Rape Crisis Network Ireland call on the Minister for Justice and Equality, Alan Shatter, to reassure rape victims and respond to statements in the Office of the DPP Annual Report 2012, which signals a very lengthy delay to any expansion of the giving reasons for non-prosecution project, including to victims of rape.
Executive Director Fiona Neary said ‘We know that treating victims with dignity and respect at every stage of the legal system encourages others to come forward, when they see that the trauma and devastation of rape crimes is recognized by the state – even when it cannot deliver a prosecution. We know that giving victims’ information assists in their recovery. Treating victims with dignity throughout is a critical component of a legal system, which recognizes that terrible crimes have been committed, and a person violated, when sometimes these crimes cannot be prosecuted. It enables victims to move on with their lives, knowing that they stood up to their attacker and did everything they could to prevent further rape crimes.
‘Rape victims have told us how they feel when they are not given information by the legal system: “I feel my case isn’t important to them. I was forgotten about” (Rape and Justice Ireland, 2009).

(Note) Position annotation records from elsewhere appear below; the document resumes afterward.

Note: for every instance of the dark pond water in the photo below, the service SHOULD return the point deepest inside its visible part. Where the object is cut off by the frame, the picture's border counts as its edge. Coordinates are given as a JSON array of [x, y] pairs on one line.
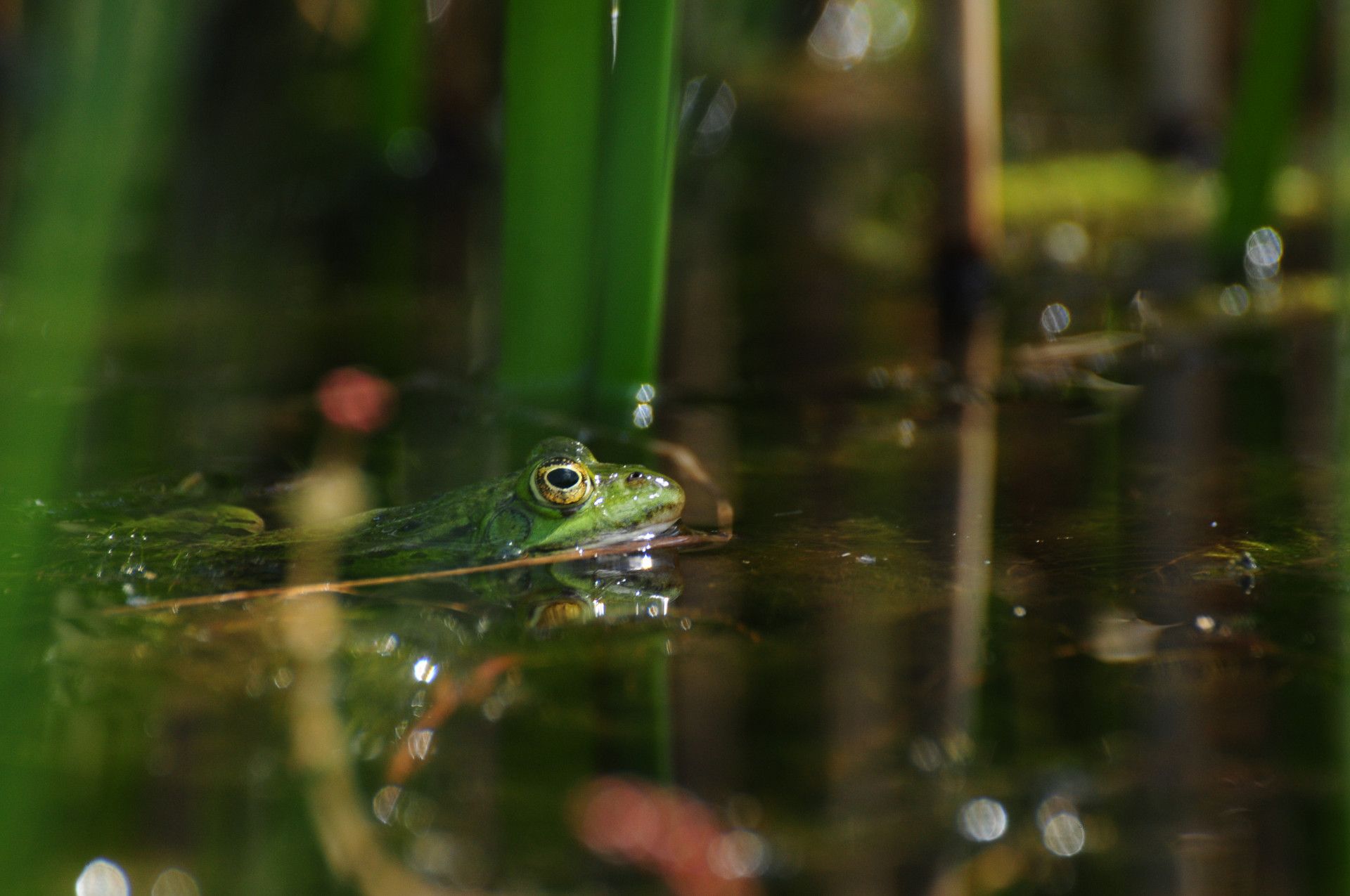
[[1080, 637]]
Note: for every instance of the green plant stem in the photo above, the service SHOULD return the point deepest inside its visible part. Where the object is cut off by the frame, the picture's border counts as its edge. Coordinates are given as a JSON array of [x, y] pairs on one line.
[[555, 58], [636, 202], [1264, 115], [98, 139]]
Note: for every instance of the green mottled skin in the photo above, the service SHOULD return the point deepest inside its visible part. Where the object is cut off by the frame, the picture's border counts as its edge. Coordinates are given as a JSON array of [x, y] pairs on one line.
[[503, 519], [224, 547]]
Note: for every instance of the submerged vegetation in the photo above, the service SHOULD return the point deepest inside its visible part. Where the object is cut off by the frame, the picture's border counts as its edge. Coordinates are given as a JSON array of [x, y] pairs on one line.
[[1015, 353]]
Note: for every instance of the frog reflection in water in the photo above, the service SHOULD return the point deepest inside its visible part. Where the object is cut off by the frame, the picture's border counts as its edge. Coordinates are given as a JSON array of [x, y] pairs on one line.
[[562, 498]]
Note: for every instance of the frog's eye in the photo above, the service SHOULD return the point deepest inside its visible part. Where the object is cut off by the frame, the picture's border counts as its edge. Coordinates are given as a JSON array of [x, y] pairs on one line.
[[562, 482]]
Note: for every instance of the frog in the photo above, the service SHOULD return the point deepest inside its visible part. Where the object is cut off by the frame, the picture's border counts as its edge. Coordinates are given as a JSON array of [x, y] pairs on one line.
[[562, 498]]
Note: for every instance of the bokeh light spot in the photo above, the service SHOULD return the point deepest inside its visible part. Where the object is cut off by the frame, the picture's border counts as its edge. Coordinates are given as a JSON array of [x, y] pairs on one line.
[[982, 819], [101, 878], [1055, 319]]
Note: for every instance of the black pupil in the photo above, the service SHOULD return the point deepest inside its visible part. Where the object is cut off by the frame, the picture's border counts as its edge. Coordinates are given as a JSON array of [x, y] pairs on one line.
[[562, 478]]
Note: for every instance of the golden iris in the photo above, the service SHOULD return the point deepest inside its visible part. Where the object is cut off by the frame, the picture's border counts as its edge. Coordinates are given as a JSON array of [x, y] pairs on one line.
[[562, 482]]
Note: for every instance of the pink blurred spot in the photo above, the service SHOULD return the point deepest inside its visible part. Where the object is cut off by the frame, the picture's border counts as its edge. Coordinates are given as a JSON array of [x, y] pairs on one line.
[[662, 830], [354, 400]]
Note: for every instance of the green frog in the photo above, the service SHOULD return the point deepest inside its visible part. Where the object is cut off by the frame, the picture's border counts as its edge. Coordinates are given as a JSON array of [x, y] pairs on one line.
[[562, 498]]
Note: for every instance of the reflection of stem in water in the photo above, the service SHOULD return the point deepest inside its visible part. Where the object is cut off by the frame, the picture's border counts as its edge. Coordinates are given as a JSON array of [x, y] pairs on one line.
[[333, 585], [311, 630], [978, 446]]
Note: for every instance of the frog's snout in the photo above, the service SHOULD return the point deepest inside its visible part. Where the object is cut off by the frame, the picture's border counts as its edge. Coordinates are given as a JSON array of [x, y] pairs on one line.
[[662, 493]]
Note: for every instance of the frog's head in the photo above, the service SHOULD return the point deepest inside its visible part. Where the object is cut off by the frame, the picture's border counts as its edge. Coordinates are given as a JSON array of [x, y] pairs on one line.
[[579, 501]]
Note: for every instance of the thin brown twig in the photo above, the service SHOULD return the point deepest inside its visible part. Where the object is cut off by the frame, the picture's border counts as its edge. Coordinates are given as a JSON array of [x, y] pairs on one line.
[[349, 585]]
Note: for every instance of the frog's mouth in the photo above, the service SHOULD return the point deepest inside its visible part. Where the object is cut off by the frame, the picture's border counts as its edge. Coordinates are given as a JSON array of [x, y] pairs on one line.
[[644, 532]]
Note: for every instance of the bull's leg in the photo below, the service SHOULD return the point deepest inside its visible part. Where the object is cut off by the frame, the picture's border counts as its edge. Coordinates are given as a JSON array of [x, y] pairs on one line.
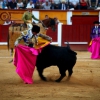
[[63, 74], [70, 71], [40, 72]]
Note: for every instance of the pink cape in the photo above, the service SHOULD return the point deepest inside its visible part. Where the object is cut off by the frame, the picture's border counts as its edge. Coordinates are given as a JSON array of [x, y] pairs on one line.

‘RCNI call on the Government to reassure victims of sexual violence crimes and demonstrate commitment to them by committing to resourcing the OPPD to provide reasons to victims of sexual crimes. RCNI ask “what are the priorities of this country if is not committing resources to those who have been violated?”
‘Under the EU Directive on the Support of Crime Victims, the State will be obliged to give reasons to victims of sexual crime for not bringing a prosecution in their case. The Government should take steps now therefore to ensure that the DPP is given the resources to put in place an efficient, compassionate and fair system to provide reasons to victims for her decisions.’